In questa sezione trovate tutti gli articoli relativi al progetto che lo scrittore  torinese Andrea Bajani ha realizzato per il Salone del Libro nel 2014.  Questa sezione del blog contiene sia gli articoli preparatori al progetto sia il resoconto del Salone del Libro 2014 a maggio. Il progetto 2014  è stato dedicato all’Europa.

Interrogarsi sull’Europa nel contesto del Bookstock Village, significa farlo da un osservatorio linguistico privilegiato. Nell’immaginario, non solo giovanile, l’Europa è un luogo fatto di sole parole: ovvero una realtà di cui si sente parlare, a proposito della quale si leggono titoli sui giornali, ma che in qualche modo si affaccia come un contenitore vuoto. Latore di rimedi dolorosi (“Ce lo chiede l’Europa”), bandiera di appartenenza in epoca di solitudini atomistiche (“Siamo in Europa”), per lo più l’Europa è un fondale vacuo che suscita poco interesse, men che meno a sedici anni.

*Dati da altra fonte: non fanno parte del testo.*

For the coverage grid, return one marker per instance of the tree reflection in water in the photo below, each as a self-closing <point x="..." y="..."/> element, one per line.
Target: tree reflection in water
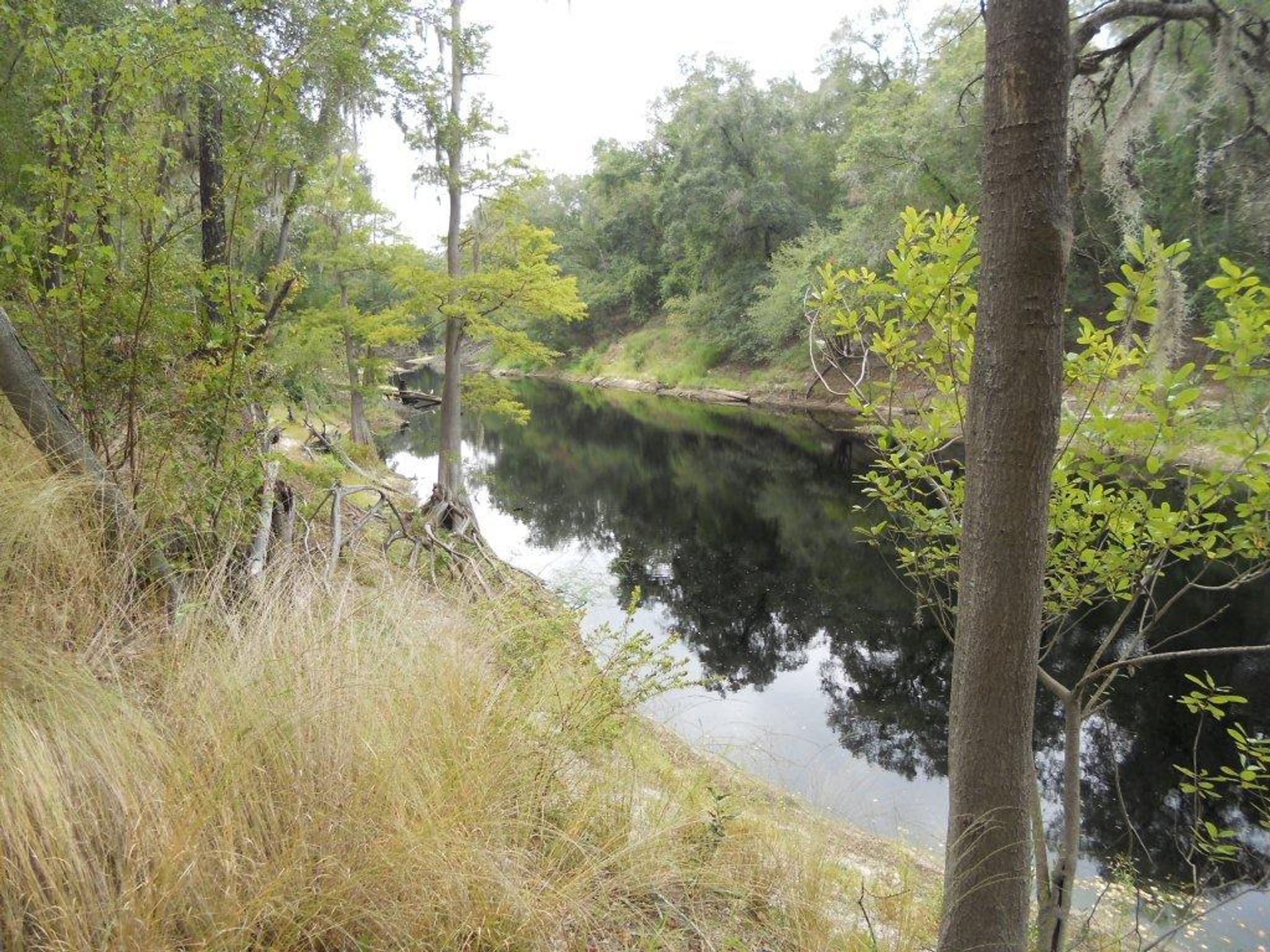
<point x="742" y="526"/>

Quello su cui ci si propone di lavorare quest’anno è tentare di sondare, attraverso i depositi linguistici, che cosa c’è dietro quel cumulo di parole rovesciate nei discorsi e sui giornali. Ovvero: passare dall’Europa delle parole – nell’accezione del chiacchiericcio – all’Europa delle parole, nell’accezione linguistica: quali sono le parole che oggi la costituiscono? Di quante parole è fatta, e dunque di quali concretezze (memoriali, culturali, di immaginario) l’Europa di un sedicenne?

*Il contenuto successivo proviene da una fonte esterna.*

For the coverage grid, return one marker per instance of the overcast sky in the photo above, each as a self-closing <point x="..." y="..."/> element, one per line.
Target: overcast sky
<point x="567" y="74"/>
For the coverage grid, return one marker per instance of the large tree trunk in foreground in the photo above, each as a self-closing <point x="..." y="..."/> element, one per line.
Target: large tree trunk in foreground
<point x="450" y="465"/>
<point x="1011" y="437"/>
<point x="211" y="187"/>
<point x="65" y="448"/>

Negli anni 2011-2013 il Bookstock Village è stato il teatro di una piccola significativa rivoluzione, nella fascia di età delle scuole superiori. Ha smesso di essere un contenitore di attività destinate al pubblico tra i 14 e i 18 anni, per trasformarsi in un laboratorio di immaginario e in un osservatorio linguistico sulle trasformazioni dell’Italia contemporanea. Le parole, come era naturale dato il contesto, sono stato lo strumento più diretto. Di quali parole, di quale pasta è fatto il tempo che i ragazzi attraversano? Bombardati quotidianamente di linguaggio, manipolatori essi stessi di parole, ai ragazzi manca troppo spesso – o si offre troppo raramente – l’ascolto, la disamina, l’interrogazione ragionata di un vocabolario attraverso cui prende forma, più o meno consapevolmente, il loro e il nostro mondo.

Prima è stata la scelta di parole significative, simboliche, quindi, nelle due più recenti edizioni, l’invenzione di neologismi, ovvero di evidenziatori di novità sociologiche, percettive, politiche in atto. Il progetto ha avuto grande evidenza mediatica, il che conforta non tanto per il palcoscenico, quanto per via del riconoscimento dell’utilità dello strumento. Lungi dall’esaurisi nel gioco linguistico, ha rappresentato il significativo contributo di una generazione (troppo spesso usata solo per ritratti a perdere) alla vita attiva di un Paese.